Claude Williams
- Full name: Claude Wright Williams
- Date of birth: 16 May 1916
- Place of birth: Centre Bush, New Zealand
- Date of death: 30 April 1998 (aged 81)
- Place of death: Christchurch, New Zealand
- Height: 1.88 m (6 ft 2 in)
- Weight: 94 kg (207 lb)

Rugby union career
- Position(s): Loose forward / Lock

International career
- Years: Team / Apps / (Points)
- 1938: New Zealand

= Claude Williams (rugby union) =

New Zealand rugby player (1916–1998)

Claude Wright Williams (16 May 1916 — 30 April 1998) was a New Zealand rugby union international.

Williams was born in Centre Bush and educated at Timaru Boys' High School.
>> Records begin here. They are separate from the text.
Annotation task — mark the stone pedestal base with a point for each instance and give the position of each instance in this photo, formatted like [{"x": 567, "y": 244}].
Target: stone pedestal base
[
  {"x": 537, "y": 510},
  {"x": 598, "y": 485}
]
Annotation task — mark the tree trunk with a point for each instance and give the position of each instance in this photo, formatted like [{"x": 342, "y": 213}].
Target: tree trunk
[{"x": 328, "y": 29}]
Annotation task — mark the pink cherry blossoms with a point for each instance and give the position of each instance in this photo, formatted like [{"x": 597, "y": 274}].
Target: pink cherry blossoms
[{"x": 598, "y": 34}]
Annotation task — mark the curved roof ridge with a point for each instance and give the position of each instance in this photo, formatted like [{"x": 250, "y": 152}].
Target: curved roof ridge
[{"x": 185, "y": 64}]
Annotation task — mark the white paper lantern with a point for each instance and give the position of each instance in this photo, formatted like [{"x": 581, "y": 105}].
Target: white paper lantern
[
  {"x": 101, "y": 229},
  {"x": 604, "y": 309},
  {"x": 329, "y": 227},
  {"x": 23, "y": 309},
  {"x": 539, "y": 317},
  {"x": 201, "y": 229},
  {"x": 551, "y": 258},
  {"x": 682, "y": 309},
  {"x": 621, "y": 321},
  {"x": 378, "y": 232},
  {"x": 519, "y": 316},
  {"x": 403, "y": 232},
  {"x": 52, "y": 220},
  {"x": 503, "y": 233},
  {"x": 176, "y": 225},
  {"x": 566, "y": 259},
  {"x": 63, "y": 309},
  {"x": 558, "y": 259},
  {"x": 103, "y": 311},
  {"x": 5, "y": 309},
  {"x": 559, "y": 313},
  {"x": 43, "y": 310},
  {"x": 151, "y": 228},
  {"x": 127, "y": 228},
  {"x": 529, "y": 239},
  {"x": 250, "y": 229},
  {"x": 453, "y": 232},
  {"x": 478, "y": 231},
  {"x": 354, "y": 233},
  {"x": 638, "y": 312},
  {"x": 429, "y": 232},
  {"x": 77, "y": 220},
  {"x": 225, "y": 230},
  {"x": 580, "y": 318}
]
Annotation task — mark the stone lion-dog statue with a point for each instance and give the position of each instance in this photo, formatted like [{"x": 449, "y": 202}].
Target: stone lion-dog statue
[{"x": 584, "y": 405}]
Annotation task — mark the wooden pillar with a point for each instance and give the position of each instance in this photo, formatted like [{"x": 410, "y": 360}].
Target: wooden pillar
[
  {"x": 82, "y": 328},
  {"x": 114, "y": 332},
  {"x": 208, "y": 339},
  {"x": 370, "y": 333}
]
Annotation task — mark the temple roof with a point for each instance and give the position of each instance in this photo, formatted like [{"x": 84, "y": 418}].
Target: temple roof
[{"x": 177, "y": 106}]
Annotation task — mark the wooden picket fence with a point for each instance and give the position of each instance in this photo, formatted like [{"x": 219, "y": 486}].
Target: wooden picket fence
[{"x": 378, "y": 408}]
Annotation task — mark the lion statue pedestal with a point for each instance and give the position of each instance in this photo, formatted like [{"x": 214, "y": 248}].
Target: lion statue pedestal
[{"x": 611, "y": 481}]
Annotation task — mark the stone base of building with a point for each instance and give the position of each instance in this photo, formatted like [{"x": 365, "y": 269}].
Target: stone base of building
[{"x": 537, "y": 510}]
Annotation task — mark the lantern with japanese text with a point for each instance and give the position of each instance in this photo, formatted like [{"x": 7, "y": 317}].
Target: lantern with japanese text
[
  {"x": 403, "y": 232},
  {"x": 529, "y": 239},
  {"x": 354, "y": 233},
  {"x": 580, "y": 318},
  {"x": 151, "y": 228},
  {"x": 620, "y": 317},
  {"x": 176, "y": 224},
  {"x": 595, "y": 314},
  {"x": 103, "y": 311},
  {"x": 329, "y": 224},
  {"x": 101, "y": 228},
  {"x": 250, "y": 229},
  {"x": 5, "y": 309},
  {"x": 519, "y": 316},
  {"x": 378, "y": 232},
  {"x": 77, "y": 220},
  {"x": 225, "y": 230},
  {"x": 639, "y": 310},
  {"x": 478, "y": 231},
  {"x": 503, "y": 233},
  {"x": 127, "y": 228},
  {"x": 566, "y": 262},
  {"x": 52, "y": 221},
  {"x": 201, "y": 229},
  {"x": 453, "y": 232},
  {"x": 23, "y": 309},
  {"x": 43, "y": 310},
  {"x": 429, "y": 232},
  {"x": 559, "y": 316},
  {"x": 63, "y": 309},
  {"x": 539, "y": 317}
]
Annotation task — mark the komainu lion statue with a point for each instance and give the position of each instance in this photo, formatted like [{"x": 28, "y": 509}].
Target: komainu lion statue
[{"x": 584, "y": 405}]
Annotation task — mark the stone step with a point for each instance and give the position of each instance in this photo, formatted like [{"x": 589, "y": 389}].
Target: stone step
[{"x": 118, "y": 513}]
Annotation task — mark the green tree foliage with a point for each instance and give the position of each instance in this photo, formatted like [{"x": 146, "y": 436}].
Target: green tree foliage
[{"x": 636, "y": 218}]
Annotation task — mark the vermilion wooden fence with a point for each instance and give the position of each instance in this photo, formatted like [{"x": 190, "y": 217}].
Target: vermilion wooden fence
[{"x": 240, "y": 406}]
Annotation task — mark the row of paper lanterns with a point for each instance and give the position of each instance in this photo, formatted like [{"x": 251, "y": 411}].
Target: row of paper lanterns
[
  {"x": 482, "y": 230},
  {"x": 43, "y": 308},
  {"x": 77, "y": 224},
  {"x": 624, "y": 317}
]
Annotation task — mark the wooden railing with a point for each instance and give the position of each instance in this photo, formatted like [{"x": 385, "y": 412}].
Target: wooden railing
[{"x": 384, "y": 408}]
A forward, Williams played rugby at the University of Canterbury and was an All Blacks representative on the 1938 tour of Australia, where he featured in four uncapped matches, as a flanker and lock.

Williams served as a Royal Engineers officer during World War II and was involved in the Burma campaign, attached to the Indian Army. He was later a coach and selector of Canterbury's colts team.

The Milliken-Williams Trophy, contested annually between Timaru Boys' High School and St Andrew's College, is jointly named after Williams and Harold Milliken, an All Black who attended the latter.